What's the actual cost of severity inflation across a 6-month backlog?
Been thinking about this a lot lately and I don't see it discussed enough.
Everyone talks about severity inflation as an annoyance engineers file everything Critical, the priority column becomes noise, PMs re-rank manually before every sprint. Frustrating, sure. But the actual cost runs deeper than lost time in sprint planning.
Here's what I think is actually happening over 6 months of inflated priorities:
You're shipping the wrong things. When everything is Critical, nothing is. The bugs that actually hurt paying customers the ones that silently corrupt data, that block key workflows, that churn enterprise accounts get lost in a sea of P1s filed by engineers who just wanted their ticket looked at.
Your backlog stops being a planning tool. After a few sprints of political triage, the backlog reflects who complained loudest, not what matters. At that point it's not a backlog it's a graveyard with bad metadata.

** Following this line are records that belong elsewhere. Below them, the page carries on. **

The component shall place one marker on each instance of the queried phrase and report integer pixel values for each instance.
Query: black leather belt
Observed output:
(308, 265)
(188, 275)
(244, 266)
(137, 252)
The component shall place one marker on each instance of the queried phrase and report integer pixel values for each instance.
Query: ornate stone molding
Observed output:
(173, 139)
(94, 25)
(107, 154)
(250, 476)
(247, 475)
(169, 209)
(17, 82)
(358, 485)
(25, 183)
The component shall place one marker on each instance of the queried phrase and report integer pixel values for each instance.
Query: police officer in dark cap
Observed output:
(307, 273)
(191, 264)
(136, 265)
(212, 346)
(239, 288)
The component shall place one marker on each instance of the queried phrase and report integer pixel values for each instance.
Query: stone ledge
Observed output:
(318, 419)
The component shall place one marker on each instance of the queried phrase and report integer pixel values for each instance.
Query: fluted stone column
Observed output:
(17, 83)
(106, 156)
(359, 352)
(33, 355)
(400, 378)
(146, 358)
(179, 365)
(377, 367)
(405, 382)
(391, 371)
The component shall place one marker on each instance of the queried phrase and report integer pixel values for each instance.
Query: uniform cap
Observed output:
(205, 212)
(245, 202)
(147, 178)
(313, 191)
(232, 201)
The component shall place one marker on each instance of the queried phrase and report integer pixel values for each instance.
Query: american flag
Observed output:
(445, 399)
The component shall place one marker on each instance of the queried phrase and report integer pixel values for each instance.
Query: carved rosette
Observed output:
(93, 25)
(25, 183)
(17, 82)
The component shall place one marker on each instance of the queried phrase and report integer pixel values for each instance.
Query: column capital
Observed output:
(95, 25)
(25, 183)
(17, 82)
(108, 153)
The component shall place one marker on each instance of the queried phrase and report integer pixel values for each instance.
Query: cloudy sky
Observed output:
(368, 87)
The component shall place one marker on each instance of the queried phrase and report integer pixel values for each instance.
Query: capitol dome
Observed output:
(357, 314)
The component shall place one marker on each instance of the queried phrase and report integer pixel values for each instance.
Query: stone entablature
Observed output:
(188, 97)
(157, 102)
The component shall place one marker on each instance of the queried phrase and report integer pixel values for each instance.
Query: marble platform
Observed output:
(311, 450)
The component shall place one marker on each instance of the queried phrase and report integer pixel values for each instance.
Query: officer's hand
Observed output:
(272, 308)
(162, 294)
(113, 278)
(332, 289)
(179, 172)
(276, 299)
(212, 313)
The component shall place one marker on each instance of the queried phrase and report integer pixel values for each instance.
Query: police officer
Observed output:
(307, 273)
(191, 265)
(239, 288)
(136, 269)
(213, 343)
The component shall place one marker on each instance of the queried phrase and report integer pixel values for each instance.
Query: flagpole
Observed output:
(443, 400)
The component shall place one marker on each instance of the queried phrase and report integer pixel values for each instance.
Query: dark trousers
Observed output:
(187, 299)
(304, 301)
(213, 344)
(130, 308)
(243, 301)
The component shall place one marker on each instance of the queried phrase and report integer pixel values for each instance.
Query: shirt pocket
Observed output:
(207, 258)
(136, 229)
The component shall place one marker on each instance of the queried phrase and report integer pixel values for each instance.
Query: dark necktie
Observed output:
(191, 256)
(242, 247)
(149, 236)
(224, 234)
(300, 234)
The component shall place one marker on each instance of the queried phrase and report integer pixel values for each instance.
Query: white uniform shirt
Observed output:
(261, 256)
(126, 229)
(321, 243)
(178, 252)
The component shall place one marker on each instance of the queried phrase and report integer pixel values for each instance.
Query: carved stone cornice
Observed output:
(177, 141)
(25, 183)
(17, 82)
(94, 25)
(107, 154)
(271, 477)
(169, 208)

Stakeholder trust erodes. Sales stops believing the PM's priority calls because they've seen them get overridden. Engineering stops caring about severity labels because they know they're meaningless. Everyone stops using the system as intended and starts working around it.
The compounding effect: each sprint of bad triage makes the next one harder. You inherit the previous sprint's inflated backlog on top of new tickets. The signal-to-noise ratio gets worse over time, not better.
Curious if anyone has tried to actually quantify this, either the time cost or the downstream impact on retention or churn. Or is this just something teams accept as background noise?